Post-Intelligencer Publishing Co. v. Harris

11 Wash. 500 | Wash. | 1895

The opinion of the court was delivered by

Scott, J.

This action was brought by the plaintiff against W. N. Harris, as principal, and C. M. Moore and J. H. Wilson, as sureties, on a bond, in which the Post-Intelligencer Company is named as obligee. Judgment was rendered for the plaintiff and defendants appealed.

It is contended that the bond, being made to the Post-Intelligencer Company, could not be recovered upon by the Post-Intelligencer Publishing Company, and that it did not support the allegations of the complaint for that reason, and should not have been admitted in evidence. The complaint alleges the making, execution and delivery of the bond to the plaintiff, and then sets out the bond in full. The effect of this was to allege that it was made, executed and delivered to the Post-Intelligencer Publishing Company. It is not claimed that the defendants were misled in any way, or that there was any other corporation of the name indicated in the bond, and nothing appears to take it out of the rule that a name is only a description, and that an error in the description is not material where the parties are not misled.

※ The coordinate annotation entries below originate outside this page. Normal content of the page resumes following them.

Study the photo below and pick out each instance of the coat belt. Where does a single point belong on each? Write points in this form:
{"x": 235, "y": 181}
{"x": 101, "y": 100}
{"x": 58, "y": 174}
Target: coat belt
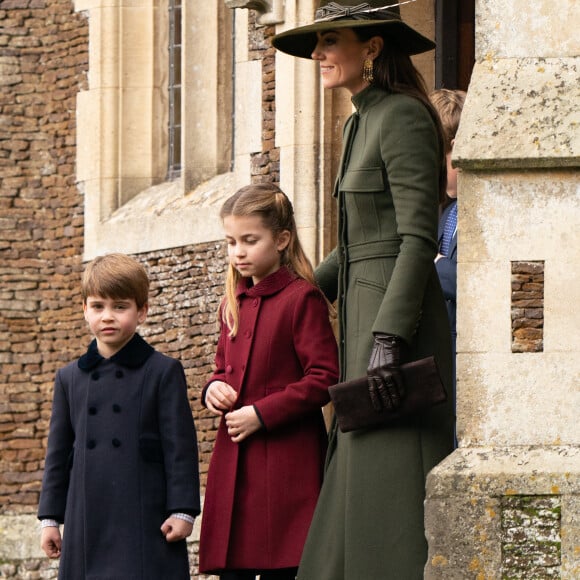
{"x": 368, "y": 250}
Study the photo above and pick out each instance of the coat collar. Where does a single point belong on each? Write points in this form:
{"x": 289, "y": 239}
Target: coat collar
{"x": 268, "y": 286}
{"x": 132, "y": 355}
{"x": 368, "y": 98}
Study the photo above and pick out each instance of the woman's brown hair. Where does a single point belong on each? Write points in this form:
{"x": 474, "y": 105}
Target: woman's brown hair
{"x": 394, "y": 72}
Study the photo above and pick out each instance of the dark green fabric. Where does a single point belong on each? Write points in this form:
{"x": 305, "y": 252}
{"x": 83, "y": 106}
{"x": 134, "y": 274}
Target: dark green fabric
{"x": 368, "y": 523}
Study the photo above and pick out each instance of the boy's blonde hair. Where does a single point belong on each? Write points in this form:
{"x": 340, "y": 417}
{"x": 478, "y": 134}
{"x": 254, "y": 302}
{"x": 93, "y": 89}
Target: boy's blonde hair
{"x": 116, "y": 276}
{"x": 271, "y": 204}
{"x": 449, "y": 104}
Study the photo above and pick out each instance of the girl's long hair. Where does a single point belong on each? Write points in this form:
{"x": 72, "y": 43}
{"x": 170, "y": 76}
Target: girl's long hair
{"x": 272, "y": 206}
{"x": 394, "y": 72}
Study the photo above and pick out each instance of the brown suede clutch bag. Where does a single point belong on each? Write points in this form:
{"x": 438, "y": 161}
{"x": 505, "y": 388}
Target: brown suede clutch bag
{"x": 352, "y": 402}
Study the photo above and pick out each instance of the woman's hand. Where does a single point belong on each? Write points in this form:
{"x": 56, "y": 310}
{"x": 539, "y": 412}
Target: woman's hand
{"x": 242, "y": 423}
{"x": 51, "y": 541}
{"x": 220, "y": 397}
{"x": 175, "y": 529}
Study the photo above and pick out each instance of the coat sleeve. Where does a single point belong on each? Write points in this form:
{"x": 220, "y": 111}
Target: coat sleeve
{"x": 59, "y": 454}
{"x": 316, "y": 348}
{"x": 327, "y": 276}
{"x": 179, "y": 442}
{"x": 410, "y": 152}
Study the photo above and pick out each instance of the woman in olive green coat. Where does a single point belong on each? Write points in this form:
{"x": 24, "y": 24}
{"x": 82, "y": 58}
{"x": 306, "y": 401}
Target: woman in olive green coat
{"x": 368, "y": 523}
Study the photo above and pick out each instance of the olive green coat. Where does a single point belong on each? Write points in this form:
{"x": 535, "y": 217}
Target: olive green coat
{"x": 368, "y": 524}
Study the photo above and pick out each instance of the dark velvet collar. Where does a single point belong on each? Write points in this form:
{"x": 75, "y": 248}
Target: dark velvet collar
{"x": 268, "y": 286}
{"x": 132, "y": 355}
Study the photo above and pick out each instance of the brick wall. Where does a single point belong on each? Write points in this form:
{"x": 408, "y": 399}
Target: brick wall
{"x": 43, "y": 63}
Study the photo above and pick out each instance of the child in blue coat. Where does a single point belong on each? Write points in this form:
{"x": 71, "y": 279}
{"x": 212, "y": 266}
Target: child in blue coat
{"x": 121, "y": 468}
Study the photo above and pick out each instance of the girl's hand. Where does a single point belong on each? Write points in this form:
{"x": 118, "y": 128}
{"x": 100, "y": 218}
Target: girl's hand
{"x": 175, "y": 529}
{"x": 220, "y": 397}
{"x": 242, "y": 423}
{"x": 51, "y": 541}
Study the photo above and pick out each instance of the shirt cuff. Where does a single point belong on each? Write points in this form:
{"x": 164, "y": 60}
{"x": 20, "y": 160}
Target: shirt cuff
{"x": 186, "y": 517}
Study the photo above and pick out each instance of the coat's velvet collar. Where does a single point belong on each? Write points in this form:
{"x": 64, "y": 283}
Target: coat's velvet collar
{"x": 268, "y": 286}
{"x": 132, "y": 355}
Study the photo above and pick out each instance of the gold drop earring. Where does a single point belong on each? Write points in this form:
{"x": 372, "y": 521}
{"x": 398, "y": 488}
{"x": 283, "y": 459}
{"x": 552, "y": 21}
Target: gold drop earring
{"x": 368, "y": 75}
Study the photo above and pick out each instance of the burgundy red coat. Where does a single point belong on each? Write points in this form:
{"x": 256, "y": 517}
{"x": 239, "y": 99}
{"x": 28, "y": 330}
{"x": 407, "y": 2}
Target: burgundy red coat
{"x": 261, "y": 493}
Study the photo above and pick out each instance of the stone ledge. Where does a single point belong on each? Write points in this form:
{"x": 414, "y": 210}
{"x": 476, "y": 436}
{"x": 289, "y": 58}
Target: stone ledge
{"x": 521, "y": 113}
{"x": 492, "y": 472}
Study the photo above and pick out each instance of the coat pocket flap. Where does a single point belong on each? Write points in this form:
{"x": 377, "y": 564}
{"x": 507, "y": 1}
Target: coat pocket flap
{"x": 367, "y": 179}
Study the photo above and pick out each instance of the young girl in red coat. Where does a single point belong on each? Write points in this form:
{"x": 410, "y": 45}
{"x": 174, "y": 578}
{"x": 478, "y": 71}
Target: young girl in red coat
{"x": 275, "y": 359}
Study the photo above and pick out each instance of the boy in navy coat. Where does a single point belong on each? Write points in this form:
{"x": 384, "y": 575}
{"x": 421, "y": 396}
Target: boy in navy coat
{"x": 121, "y": 468}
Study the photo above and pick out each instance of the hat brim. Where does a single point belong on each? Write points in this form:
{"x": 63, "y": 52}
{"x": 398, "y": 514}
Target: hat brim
{"x": 301, "y": 41}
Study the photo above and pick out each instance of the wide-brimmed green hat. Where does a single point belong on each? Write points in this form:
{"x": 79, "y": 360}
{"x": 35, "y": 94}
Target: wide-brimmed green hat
{"x": 301, "y": 41}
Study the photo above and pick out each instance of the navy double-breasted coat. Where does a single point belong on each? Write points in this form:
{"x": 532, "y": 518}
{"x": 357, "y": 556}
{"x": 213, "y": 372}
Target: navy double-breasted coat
{"x": 261, "y": 493}
{"x": 122, "y": 456}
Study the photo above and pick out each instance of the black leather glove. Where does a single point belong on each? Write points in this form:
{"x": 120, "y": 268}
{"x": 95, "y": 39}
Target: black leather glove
{"x": 385, "y": 380}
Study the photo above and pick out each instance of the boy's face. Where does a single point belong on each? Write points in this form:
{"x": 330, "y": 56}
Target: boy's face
{"x": 113, "y": 321}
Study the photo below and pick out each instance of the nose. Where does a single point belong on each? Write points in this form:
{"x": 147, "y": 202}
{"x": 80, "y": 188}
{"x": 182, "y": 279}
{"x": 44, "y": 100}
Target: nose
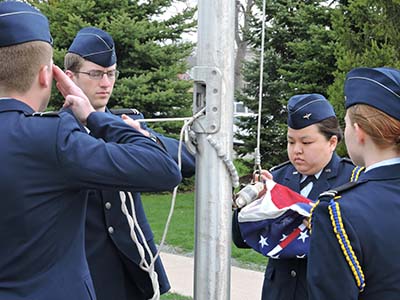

The next point relied upon involves the right of a creditor to apply payments. It appears that after the bond was executed the defendant Harris paid to the plaintiff sufficient money to pay all indebtedness incurred during such time, and that he made no direction as to its application, nor did the sureties attempt to make any. The plaintiff applied a portion of it in payment of a previous debt owed by Harris to the plaint*502iff, and the appellants contend that this could not be done and insist that where the principal on a bond to secure the payment of future debts makes a payment of money to the obligee in the bond without directing its application to any particular debt, the obligee is not at liberty to apply such payment to an unsecured debt, but must apply it to the debt secured by the bond.

A number of cases have been cited by the appellants, but none of them are in point; they either relate to instances where there has been no application by the creditor, or where the money has been collected in a fiduciary capacity and paid to the proper receiver of such money, in which case it is held that the receiver cannot apply such payment to some private or other debt, to the prejudice of the bondsmen of the trustee; and none of them conflict with the well settled rule as given by Mr. Justice Story in Cremer v. Higginson, 1 Mason, 323:

“ Where a debtor owing several debts makes any payment to a creditor, he has a right to apply it to what debt he pleases. If he makes no specific appropriation, the creditor may apply it as he pleases. And where neither party appropriates it, the law will apply it according to its own notion of the intrinsic equity and justice of the case.”

The fact that some of the claims are secured does not interfere with the right of either party to make such application. Wood v. Callaghan, 61 Mich. 402 (28 N. W. 162, 1 Am. St. Rep. 597); Arbuckles v. Chadwick, 146 Pa. St. 393 (23 Atl. 346); Speck v. Commonwealth, 3 Watts & S. 324.

Affirmed.

Hoyt, C. J., and Anders and Dunbar, JJ., concur.